También está Phelan Holt, que tiene más de mastín que de hombre, un tipo al que Harold conoció en el Blind Horse Bar & Grill y al que permitió alquilar un cuarto en el rincón más recóndito de la casa. A Phelan casi ni le vemos el pelo, vino de Ohio a enseñar poesía en el centro de estudios superiores para mujeres. En su día jugó de defensa en el equipo de un pequeño centro de estudios superiores del Medio Oeste, luego derivó su violenta imaginación hacia la página en blanco y publicó un poemario sobre los grandes temas: Dios, la creación, el desbarajuste animal y el mejunje sanguinario del amor. Recorre una y otra vez, sin hacer ruido, la senda lustrosa que él mismo ha ido trazando sobre el polvo hasta la cocina para hacerse con algo de comer o de beber, luego se encierra en su cuarto y solo muy de tarde en tarde sale al porche y se mete un buen bourbon entre pecho y espalda mientras nos convida con breves conferencias elípticas a propósito de Isaac Babel, Rilke o Cervantes, fumándose plácidamente un porro que nunca comparte. A pesar de su erudición, Phelan, robusto y tirando a calvo, es un perro viejo con muy malas pulgas. Vive solo en compañía de otros, sale únicamente para ocuparse de sus movidas, apenas habla, come moderadamente y, por lo general, resulta inescrutable.

Un día Harold propuso echar la tarde pescando mojarras. Nos apretujamos en la camioneta, dejamos atrás un par de prados y enfilamos la antigua senda forestal que atravesaba la arboleda hasta la estrecha ensenada que se abría ante la amplia superficie soleada del lago. El sol cabrilleaba en finas líneas onduladas que partían desde las cabecitas de las tortugas mordedoras y las mocasines de agua que, de vez en cuando, se deslizaban como palos llevados por la corriente.

Harold sacó un bote de entre los sauces y nos adentró en el lago a golpe de remo. Una vez en el centro, nos dispusimos a pescar y arrojamos los cebos sobre lo que Harold afirmó que era el antiguo cauce, por cuyas profundidades discurría una corriente de agua más fría. El agua tenía un tinte cobrizo, como de café flojo. Sacamos algunas mojarras y unas cuantas robaletas, Phelan observaba cómo emergían restallantes del agua, doradas y plateadas, anchas y planas, arqueándose al extremo del sedal, con sus ojos enormes. Daban coletazos desenfrenados en el fondo del bote, asfixiándose por la falta de aire. Phelan dejó la caña a un lado y le dio un buen tiento a una media pinta de bourbon que se sacó del bolsillo.

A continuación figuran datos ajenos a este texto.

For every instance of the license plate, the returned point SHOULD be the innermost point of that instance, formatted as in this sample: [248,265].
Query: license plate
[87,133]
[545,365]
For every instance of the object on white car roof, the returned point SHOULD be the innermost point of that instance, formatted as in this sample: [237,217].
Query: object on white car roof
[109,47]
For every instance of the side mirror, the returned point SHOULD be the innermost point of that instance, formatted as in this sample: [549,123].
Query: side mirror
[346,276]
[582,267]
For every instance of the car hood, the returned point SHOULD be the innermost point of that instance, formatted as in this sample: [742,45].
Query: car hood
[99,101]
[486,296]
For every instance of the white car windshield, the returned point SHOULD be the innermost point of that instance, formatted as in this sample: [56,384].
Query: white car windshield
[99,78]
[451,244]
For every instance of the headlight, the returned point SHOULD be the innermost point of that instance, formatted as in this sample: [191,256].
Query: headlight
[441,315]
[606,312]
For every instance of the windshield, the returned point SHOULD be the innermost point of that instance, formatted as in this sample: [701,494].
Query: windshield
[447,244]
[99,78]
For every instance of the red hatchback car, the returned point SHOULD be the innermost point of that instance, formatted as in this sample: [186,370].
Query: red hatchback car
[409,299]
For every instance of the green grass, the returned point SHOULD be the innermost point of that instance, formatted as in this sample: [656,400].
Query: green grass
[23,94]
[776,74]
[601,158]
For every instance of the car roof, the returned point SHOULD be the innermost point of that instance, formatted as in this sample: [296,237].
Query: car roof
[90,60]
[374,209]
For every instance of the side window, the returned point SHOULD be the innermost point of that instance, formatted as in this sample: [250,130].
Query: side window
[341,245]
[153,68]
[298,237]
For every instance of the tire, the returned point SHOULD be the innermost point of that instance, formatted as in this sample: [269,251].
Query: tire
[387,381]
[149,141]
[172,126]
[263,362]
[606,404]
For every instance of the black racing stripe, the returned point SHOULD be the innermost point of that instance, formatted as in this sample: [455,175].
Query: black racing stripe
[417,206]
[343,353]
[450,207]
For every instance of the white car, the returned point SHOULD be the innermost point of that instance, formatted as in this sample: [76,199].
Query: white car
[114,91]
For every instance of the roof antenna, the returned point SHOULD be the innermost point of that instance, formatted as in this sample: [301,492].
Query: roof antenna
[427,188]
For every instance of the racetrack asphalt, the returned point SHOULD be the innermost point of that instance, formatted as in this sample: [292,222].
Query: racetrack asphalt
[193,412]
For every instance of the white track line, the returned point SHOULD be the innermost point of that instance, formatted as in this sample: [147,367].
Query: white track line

—Mátala —dijo, apartando la mirada de mi mojarra—. No soporto ver cómo lucha por respirar. —Sus ojos siguieron el curso de las cabecitas de las serpientes mocasín que se deslizaban silenciosas por la superficie y el avance desgarbado de las tortugas sobre los troncos medio sumergidos—. Esas cosas son capaces de zamparse a los peces directamente del rejón. —Volvió a darle un tiento a la botellita y, acto seguido, con su mejor tono pedagógico de señor antiguo, inquirió—: ¿Somos nosotros quienes proyectamos la presencia del mal sobre las criaturas de Dios, en cuyo caso seríamos malignos por naturaleza y la historia del Jardín no habría sido más que una burda treta, o la presencia del mal es absoluta?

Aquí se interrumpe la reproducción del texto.